1. Lazy Read Evolution (Default) 🧬

This is the primary mechanism and prioritizes developer experience and application uptime.

  • The Concept: Your application code always defines the latest version of your data classes (e.g., User v3). When yourdb reads older data (e.g., a User v1 object) from the disk, it automatically upgrades it in memory to the latest version before your application code ever sees it.
  • How it Works:
    • You define versions using __version__ in your registered classes (@register_class).
    • You write simple, pure Python functions (@register_upgrade) that teach yourdb how to transform data from one version to the next (e.g., v1 -> v2, v2 -> v3).
    • The yourdb_decoder (used during reads) detects old versions and automatically chains the necessary upgrade functions together in real-time.
  • Advantages:
    • Zero Downtime: Schema changes only require deploying new application code. The database handles the rest.
    • No Migration Scripts: Eliminates a major source of bugs and operational complexity.
    • Flexibility: Easily add, remove, or refactor fields in your classes.
  • Trade-off:
    • Read Performance: A small performance cost is incurred during reads when data needs upgrading.
    • Disk Inconsistency: The physical log files will contain a mix of objects from different historical schema versions.

Lazy evolution is the default behavior.
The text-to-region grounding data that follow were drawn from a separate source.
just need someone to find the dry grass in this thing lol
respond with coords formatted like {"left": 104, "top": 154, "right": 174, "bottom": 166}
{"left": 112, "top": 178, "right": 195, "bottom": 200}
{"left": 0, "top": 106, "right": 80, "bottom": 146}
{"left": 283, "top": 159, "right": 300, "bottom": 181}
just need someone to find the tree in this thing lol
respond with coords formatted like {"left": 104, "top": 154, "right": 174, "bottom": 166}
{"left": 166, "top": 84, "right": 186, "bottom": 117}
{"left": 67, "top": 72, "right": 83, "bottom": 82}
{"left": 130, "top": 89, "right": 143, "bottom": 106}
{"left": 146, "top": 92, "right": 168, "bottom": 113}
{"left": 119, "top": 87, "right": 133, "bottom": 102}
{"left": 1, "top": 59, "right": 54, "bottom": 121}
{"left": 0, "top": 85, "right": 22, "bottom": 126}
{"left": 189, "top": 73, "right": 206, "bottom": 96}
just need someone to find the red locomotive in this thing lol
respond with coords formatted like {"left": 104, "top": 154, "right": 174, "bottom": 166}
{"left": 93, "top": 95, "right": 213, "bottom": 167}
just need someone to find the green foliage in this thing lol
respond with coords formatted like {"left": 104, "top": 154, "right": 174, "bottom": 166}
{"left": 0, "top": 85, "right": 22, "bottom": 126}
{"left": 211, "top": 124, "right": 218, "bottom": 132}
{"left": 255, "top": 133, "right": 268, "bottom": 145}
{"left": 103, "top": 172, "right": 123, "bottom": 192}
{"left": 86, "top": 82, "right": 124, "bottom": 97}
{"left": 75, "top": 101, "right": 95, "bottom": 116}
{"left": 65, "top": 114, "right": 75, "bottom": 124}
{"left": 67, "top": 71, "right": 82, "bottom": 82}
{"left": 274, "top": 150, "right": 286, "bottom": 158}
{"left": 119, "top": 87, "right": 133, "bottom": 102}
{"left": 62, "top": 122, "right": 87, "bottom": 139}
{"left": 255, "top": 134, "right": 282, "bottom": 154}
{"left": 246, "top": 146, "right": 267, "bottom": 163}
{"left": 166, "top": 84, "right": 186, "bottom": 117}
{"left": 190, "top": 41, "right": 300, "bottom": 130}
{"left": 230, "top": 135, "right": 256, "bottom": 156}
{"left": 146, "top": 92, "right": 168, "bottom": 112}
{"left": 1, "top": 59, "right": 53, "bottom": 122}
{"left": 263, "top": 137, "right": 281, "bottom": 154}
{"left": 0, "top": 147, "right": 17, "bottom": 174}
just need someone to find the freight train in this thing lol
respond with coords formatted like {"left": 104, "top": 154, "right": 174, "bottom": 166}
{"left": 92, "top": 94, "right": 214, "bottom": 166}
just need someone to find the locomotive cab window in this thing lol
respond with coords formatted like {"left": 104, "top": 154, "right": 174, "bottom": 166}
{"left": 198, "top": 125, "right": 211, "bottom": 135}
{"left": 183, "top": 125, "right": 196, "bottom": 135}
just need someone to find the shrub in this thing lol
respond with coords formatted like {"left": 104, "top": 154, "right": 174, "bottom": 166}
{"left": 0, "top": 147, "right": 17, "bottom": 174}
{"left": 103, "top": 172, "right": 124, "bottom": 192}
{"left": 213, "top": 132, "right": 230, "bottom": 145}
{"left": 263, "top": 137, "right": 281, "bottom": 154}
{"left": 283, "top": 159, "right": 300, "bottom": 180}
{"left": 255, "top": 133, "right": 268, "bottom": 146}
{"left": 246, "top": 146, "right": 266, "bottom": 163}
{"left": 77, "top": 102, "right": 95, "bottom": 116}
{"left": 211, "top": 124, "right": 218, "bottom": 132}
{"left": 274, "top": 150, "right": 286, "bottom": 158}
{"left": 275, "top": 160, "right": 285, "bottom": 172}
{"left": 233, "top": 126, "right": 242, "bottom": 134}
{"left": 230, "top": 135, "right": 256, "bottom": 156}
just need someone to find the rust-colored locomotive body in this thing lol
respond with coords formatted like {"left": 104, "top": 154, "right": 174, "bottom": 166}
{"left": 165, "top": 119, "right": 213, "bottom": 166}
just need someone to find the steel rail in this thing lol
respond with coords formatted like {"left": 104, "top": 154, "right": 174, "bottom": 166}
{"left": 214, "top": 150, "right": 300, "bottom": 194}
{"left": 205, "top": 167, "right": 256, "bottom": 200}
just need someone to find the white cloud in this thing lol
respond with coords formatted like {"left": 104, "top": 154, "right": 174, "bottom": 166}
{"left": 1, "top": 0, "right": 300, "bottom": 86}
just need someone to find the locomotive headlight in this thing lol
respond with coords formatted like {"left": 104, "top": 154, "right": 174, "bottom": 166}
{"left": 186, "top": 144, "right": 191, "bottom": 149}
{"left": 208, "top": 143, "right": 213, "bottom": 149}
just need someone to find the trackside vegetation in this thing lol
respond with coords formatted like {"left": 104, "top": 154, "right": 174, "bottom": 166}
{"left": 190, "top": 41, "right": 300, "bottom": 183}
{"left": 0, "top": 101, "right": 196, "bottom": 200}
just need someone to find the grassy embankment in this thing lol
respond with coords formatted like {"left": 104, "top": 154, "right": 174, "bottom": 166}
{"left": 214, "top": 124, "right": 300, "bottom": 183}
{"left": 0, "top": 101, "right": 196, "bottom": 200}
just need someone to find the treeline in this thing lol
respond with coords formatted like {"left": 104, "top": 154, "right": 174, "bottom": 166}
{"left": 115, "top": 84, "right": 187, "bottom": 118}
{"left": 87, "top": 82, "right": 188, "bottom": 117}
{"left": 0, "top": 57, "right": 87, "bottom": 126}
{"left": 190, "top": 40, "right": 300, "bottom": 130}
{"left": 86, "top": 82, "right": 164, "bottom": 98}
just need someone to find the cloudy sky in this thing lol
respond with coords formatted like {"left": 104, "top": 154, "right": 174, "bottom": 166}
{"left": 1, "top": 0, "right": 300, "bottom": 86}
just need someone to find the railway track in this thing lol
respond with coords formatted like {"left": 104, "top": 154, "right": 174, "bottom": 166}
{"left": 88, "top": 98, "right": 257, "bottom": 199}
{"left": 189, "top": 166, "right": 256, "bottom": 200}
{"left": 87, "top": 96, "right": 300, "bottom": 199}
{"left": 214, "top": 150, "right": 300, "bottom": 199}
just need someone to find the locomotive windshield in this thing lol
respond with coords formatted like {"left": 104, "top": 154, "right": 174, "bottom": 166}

Your application always interacts with a perfectly consistent, up-to-date view of the data, regardless of the underlying historical variations on disk.

2. Eager Migration (Optional Tool) 🛠️

This is an optional "housekeeping" tool designed for optimization and consistency of the physical data files.

  • The Concept: You manually trigger a process (e.g., db.optimize_entity()) that reads all data for an entity, applies all necessary upgrades, and writes brand new, clean log files containing only the latest version of all objects.
  • How it Works: It uses a safe, "blue-green" approach:
    1. Reads all existing data (upgrading it in memory using the same lazy-read logic).
    2. Writes the fully upgraded objects to temporary new log files.
    3. Only upon successful completion, it atomically swaps the old log files with the new ones (os.replace).
  • Advantages:
    • Improved Read Performance: Eliminates the need for on-the-fly upgrades for future reads.
    • Disk Consistency: Ensures all physical data conforms to the latest schema.
    • Safety: The atomic swap guarantees that the database remains consistent even if the optimization process fails midway.
  • Trade-off:
    • Requires Offline/Maintenance Window: While the process is safe, it's typically run during periods of low activity or as part of a deployment process, as it involves significant I/O.

The Hybrid Advantage

yourdb's hybrid model provides the best of both worlds:

  • Enjoy the effortless flexibility of lazy reads during everyday development.
  • Optionally run the safe, eager migration tool periodically to clean up historical data and optimize read performance.

This approach makes managing schema changes a significantly less daunting task compared to traditional database workflows.